#2 : NOTES FROM DALHOUSIE
A clear day is all I wait for after rains. And a few rays of the sun at such a time at Dalhousie would pull you out of your coop. Once they arrive, the monsoons! Misty evenings, white sky, new insects arrive by default. And no wonder why we find all the nearby Punjabis travelling to here during scorching summers. Its a cold charm.
"The Pouring Sun...Blazing Summers...All Despite...Dalhousie is respite!"
A shower in the early morning with sun peeping by the noon, a white sky follows in the evening for a pleasant walk into the misty road where everything wet succumbs to the dark silent night as if no sign of life till the death of the moon.

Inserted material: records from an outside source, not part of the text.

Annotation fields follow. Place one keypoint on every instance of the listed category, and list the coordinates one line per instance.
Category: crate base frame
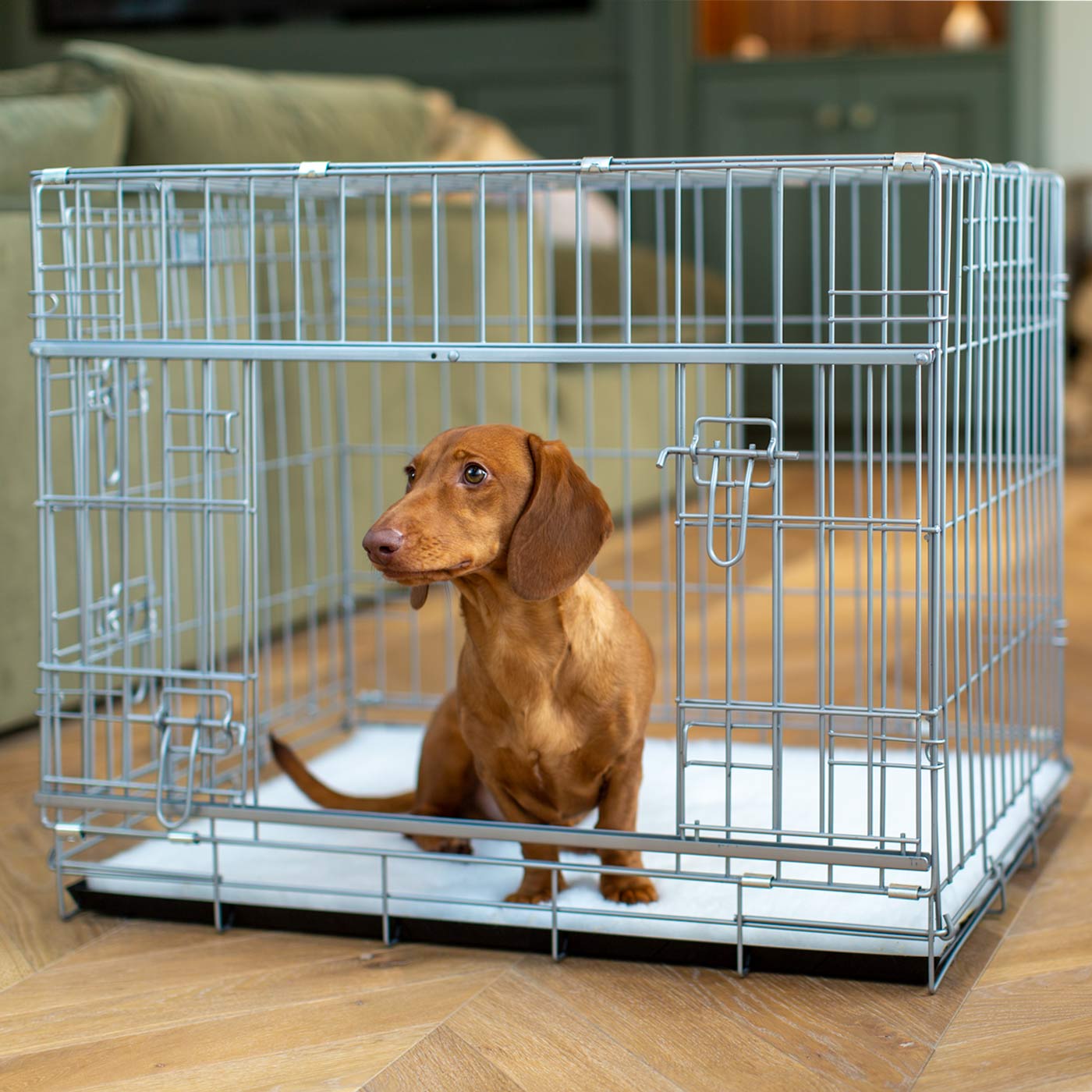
(906, 970)
(226, 909)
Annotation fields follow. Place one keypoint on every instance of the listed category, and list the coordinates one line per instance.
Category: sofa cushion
(57, 116)
(188, 112)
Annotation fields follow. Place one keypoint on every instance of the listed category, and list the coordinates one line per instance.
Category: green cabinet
(953, 104)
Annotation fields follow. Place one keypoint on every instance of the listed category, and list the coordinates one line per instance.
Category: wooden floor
(98, 1002)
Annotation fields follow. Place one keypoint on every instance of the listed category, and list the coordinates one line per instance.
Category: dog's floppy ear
(562, 527)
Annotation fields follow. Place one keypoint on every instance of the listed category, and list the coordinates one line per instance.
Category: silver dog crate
(822, 398)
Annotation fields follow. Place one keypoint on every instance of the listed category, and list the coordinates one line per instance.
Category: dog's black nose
(382, 543)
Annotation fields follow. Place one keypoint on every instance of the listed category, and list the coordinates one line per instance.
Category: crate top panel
(363, 179)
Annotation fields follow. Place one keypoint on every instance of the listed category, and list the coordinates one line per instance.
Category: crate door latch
(751, 455)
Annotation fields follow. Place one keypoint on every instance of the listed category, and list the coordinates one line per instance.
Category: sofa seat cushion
(194, 114)
(60, 115)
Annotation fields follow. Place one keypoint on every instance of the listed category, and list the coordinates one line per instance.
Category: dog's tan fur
(548, 718)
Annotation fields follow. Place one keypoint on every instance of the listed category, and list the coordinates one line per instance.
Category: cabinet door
(771, 108)
(952, 105)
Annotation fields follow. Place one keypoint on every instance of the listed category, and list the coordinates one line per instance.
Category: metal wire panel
(821, 395)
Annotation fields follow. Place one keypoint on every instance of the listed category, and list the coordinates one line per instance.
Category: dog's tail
(325, 796)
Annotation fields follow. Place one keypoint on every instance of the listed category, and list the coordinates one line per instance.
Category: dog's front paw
(535, 892)
(431, 844)
(628, 889)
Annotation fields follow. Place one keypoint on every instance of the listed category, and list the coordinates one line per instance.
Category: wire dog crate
(821, 395)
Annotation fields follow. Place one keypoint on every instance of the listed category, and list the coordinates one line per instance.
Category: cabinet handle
(829, 116)
(863, 115)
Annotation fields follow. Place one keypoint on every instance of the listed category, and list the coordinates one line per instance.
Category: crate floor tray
(303, 876)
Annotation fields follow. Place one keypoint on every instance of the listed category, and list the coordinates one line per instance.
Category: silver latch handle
(161, 780)
(711, 516)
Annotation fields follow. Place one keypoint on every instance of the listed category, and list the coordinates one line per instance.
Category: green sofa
(108, 105)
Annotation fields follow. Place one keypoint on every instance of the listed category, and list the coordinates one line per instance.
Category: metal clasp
(751, 453)
(207, 729)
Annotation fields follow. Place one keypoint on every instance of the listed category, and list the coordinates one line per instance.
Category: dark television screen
(114, 14)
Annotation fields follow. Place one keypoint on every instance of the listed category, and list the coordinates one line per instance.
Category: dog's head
(491, 497)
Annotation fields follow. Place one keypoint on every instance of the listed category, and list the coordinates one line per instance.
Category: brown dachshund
(548, 718)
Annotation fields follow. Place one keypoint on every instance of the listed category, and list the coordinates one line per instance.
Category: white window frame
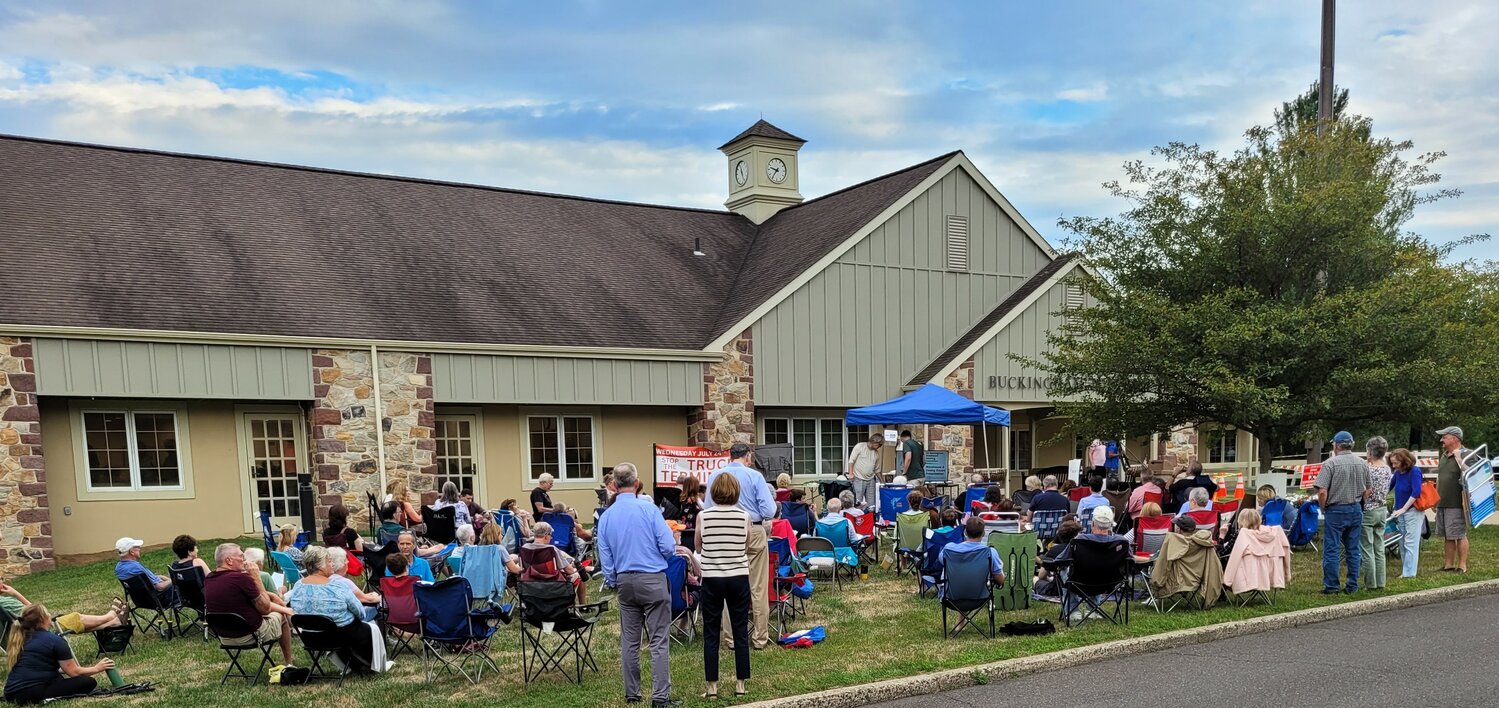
(595, 420)
(84, 480)
(475, 419)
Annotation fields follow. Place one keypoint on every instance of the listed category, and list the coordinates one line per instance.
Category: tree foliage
(1274, 290)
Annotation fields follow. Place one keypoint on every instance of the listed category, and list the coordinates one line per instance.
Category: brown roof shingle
(150, 240)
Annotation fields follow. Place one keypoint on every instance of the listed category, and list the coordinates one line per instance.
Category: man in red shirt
(231, 590)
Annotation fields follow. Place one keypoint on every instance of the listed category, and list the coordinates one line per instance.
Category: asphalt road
(1432, 656)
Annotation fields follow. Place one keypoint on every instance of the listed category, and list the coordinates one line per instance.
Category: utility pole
(1324, 101)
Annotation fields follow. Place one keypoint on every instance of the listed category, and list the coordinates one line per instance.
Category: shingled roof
(150, 240)
(763, 129)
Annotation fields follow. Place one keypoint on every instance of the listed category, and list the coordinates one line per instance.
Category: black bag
(1029, 629)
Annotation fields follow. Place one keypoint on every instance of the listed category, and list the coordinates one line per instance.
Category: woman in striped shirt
(723, 533)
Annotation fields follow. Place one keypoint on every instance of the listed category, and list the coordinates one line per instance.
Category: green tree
(1274, 290)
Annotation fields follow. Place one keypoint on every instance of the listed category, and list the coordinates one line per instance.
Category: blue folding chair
(892, 501)
(564, 534)
(451, 633)
(846, 558)
(801, 516)
(967, 590)
(931, 563)
(684, 605)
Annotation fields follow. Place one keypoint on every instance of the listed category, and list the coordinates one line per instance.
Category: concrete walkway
(1432, 654)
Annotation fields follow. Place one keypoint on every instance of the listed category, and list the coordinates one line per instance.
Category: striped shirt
(723, 534)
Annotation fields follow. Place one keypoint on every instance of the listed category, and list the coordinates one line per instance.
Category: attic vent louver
(957, 243)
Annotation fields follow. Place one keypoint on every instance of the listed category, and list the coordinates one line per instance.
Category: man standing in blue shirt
(757, 500)
(634, 545)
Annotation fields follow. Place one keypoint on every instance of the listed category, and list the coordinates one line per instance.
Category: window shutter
(957, 243)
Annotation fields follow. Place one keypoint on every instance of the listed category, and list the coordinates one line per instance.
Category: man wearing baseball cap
(1451, 518)
(131, 566)
(1340, 491)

I walk. Out at 6:45 evening. Or perhaps 7. Its the time of the day I wait for and pray it doesn't rain. Mostly it rains near and about the time if it does so I am almost saved. Call it a near miss, my evening walk and the unpredictable rains. Its the gush of people at the Subhash Chowk on the way. That fellow roasting corns on coals must have a good earning everyday to suffice for the bread for his family and him. His wife does it along. I look straight though as I walk. But some things just fall into your way. I remain alert and keep on moving my eyes right and left, catching tales as I move. It was wholly a matter of surprise for this tourist family walking ahead when one of the ladies offered a piece of bread to that little monkey and within seconds the monkey mania showed up. It was obvious and certain. But not for the lady who kept wondering where do they came from all of a sudden in this jungle. Couples! Old and young. Strolling by. Hand in hand. New families with little kids running wild on the broken roads where to one side rises the hill plus hotels and to the other, a green gorge with garbage. Because every good has its bad side.
There are a few elder people who daily cross my way. Aspirants of walking over evenings. A walk from Subhash Chowk to Gandhi Chowk (or General Post Office to be more precise) is all which Dalhousie gets wrapped up in. Some Himachali who is a shareholder of greenary by birth might simply say there is nothing much in here. But I say there is myst and charm still so intact in this part of the state. Nights here can only be disturbed by a real downpour against this wooden trussed roof just as now.
A night shower! Well! Lemme predict. Enough of cryings till the afternoon. But as the evening would proceed, I would be out. Would I?